Where did you live before? I’m from a mixture of Airdrie and Provence in France. My mum is from Provence, and I spent a lot of happy time during my childhood there. It’s a beautiful place and it’s definitely somewhere I call home as well.
Tell us something we won’t know about your local area I live in Airth and it’s one of the few places in Scotland with two market crosses.
Who is the best-known person from your area? It’s more a place full of community characters than individuals and our reach is really wide. When I was in a hotel in Rome there was soap from the Scottish Fine Soaps Company; in an Airbnb I visited the bathroom was from Carron Bathrooms; Stenhousemuir FC has a Norway supporters club. We have a world-wide brand.
What challenges are unique to your particular part of the country? Many people forget that this area is coastal, and flooding is an issue we just can’t ignore. There are villages in my ward that can get flooded out and it can look like the sea is right outside my window sometimes. I spend a lot of time in villages coming up with specific solutions for those flooding incidents. It doesn’t happen often, but once in 200-year events are no longer once in 200-year events.
What made you stand for election? I was always fighting and campaigning for something when I was younger, usually on social justice or environmental issues, even before I knew what those words meant. I was brought up on a council estate in Lanarkshire that was dominated by Thatcher and Thatcher’s legacy. As I reached adulthood there was the Tony Blair landslide, but then when I went to university I felt there was a betrayal of those socialist goals around things like tuition fees and student grants and I realised something different needed to happen, so I joined the SNP. When my kids got older I thought I’d get back into politics.
When you were first elected to Falkirk Council you were in the SNP but now you’re an independent – why did you leave the party? I left just over a year ago and it was for a variety of reasons, but in my heart I do feel that local politics is better done in an independent way. Sometimes party politics is not the best route. It makes local decision-making difficult.
You work as a communications and case worker for SNP MSP Michelle Thomson – did that make it difficult to leave the party? Like anyone who works for an MSP, it’s not a political role. I’m not there to advise on party politics but to serve the public and help people. A lot of people have asked me that, but I think it’s a good idea for councillors to be independent and Michelle has been very supportive as an employer.
What’s the one thing Holyrood politicians could do that would be of greatest benefit to the area you represent? In general, local government needs reform. I feel there’s a gap in truly respecting and understanding the variety of what local government does. There are lots of good intentions and there have been big initiatives like the Verity House Agreement, but what happened with the council tax freeze was the opposite of what the Verity House Agreement was meant to bring in. Hopefully seeing the aftermath of that will encourage better dialogue – we can only have so many false starts. There’s a groundswell of people who want reform, but reform is difficult to achieve.

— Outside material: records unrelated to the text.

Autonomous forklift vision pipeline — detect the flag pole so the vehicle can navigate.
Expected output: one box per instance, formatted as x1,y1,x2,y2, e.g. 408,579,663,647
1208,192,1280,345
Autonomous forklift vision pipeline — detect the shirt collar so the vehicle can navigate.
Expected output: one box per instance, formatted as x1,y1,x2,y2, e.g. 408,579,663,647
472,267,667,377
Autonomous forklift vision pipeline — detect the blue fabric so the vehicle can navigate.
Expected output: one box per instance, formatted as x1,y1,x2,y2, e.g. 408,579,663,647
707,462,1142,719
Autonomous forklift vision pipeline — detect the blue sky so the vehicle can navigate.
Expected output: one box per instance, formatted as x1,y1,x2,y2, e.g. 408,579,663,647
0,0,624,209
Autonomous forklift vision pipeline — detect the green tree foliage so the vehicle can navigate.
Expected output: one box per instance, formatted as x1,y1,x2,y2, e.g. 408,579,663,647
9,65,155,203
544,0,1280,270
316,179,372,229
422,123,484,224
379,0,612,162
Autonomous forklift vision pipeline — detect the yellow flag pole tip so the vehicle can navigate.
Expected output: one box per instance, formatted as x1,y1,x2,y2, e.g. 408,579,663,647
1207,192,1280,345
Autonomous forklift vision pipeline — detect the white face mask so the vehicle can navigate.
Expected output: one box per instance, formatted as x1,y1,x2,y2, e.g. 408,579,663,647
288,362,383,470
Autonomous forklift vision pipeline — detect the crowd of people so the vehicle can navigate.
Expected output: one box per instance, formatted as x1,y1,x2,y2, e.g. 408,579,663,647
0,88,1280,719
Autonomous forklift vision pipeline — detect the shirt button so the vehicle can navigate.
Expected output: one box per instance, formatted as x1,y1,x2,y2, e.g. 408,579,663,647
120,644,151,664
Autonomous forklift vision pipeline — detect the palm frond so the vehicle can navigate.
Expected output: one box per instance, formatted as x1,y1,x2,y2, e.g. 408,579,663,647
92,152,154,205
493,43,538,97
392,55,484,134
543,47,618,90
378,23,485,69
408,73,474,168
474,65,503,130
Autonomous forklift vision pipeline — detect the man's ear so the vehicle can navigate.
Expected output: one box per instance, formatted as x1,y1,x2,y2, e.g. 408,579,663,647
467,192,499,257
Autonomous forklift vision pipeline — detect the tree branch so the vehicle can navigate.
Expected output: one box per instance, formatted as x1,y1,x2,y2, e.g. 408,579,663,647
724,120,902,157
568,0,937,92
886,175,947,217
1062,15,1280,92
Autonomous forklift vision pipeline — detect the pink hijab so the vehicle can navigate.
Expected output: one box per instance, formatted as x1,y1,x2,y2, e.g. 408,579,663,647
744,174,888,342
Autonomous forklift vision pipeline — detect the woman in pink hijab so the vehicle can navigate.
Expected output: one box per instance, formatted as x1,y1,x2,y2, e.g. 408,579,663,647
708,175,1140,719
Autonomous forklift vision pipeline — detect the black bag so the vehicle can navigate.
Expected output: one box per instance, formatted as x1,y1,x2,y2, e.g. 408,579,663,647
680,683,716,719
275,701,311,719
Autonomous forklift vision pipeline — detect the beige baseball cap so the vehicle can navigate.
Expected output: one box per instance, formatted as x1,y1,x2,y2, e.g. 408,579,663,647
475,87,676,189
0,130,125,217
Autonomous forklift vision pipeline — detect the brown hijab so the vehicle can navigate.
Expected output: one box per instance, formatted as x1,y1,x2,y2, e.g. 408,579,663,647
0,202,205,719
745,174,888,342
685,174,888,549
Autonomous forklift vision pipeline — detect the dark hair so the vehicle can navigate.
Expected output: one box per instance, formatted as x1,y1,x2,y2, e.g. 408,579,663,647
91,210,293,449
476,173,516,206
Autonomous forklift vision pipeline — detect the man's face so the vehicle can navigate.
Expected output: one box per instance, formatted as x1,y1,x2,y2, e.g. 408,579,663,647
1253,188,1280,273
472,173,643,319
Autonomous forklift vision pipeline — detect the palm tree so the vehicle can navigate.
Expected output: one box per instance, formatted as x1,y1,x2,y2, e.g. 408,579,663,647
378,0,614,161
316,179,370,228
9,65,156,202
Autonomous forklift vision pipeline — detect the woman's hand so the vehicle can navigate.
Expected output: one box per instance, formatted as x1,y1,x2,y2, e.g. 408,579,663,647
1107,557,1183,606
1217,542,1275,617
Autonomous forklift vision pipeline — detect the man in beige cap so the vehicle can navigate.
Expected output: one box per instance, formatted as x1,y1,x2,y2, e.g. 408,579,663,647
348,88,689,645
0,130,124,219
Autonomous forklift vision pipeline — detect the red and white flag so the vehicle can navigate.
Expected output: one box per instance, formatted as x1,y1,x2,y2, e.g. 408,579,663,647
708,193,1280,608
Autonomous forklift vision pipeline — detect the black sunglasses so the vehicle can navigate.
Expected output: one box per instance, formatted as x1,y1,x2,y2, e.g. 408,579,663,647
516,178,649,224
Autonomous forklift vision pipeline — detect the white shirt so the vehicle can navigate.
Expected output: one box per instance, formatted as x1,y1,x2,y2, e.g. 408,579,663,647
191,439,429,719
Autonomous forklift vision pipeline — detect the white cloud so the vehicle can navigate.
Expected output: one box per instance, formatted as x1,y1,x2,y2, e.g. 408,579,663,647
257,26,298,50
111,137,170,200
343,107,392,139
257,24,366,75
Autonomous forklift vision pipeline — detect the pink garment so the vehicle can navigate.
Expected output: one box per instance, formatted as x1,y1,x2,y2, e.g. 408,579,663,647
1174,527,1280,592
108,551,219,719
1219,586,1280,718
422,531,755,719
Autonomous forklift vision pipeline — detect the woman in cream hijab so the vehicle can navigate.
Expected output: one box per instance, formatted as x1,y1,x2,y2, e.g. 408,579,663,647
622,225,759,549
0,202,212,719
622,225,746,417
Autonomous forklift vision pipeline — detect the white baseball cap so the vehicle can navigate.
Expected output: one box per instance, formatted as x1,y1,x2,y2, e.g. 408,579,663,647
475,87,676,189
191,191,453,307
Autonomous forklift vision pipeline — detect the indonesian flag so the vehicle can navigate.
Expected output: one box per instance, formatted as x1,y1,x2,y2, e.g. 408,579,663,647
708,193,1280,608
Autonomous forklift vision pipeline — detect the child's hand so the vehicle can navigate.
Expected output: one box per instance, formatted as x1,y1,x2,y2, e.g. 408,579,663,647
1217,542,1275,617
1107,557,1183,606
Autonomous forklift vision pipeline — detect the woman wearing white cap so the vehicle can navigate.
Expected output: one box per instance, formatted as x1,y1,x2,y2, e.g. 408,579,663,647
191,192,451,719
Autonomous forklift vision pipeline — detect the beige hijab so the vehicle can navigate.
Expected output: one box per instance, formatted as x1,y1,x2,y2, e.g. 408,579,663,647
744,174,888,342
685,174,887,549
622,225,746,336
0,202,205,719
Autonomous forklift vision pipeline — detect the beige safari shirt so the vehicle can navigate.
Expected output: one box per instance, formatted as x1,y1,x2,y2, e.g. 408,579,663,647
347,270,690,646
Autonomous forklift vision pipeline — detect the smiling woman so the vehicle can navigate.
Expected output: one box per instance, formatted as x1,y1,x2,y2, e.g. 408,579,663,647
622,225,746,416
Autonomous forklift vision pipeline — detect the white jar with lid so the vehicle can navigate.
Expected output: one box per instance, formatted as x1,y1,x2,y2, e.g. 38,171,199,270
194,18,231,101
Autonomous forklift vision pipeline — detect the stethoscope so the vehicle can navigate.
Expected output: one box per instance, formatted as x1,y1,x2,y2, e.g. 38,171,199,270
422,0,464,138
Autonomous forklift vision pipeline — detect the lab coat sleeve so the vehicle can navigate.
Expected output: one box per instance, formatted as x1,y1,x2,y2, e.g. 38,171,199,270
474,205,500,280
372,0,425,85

What’s the best bit about living where you do? I love the rural landscape and the way we are connected to other places. If I go for a walk I can pass through four local authorities in one wander – Fife, Clackmannanshire, Stirling and back to Falkirk. It’s a really interconnected place.
Is there a particular word you love using that only people in your part of the country would recognise? One thing I’ve never heard anywhere else is the habit of putting ‘eh’ at the start and the end of a sentence to ask a question, like a parenthesis. My kids might say “eh, mum, that’s not something I actually like though, eh?” I wouldn’t say I love it, but it is local.
If you could live anywhere else, where would it be? That’s tough because I’m unapologetic about the view that people can belong to more than one place. I adore Scotland but I’m also very proud to be French and there are days when I’d love to be home there. It would probably be somewhere in Provence, beside the sea, with a mountain at my back.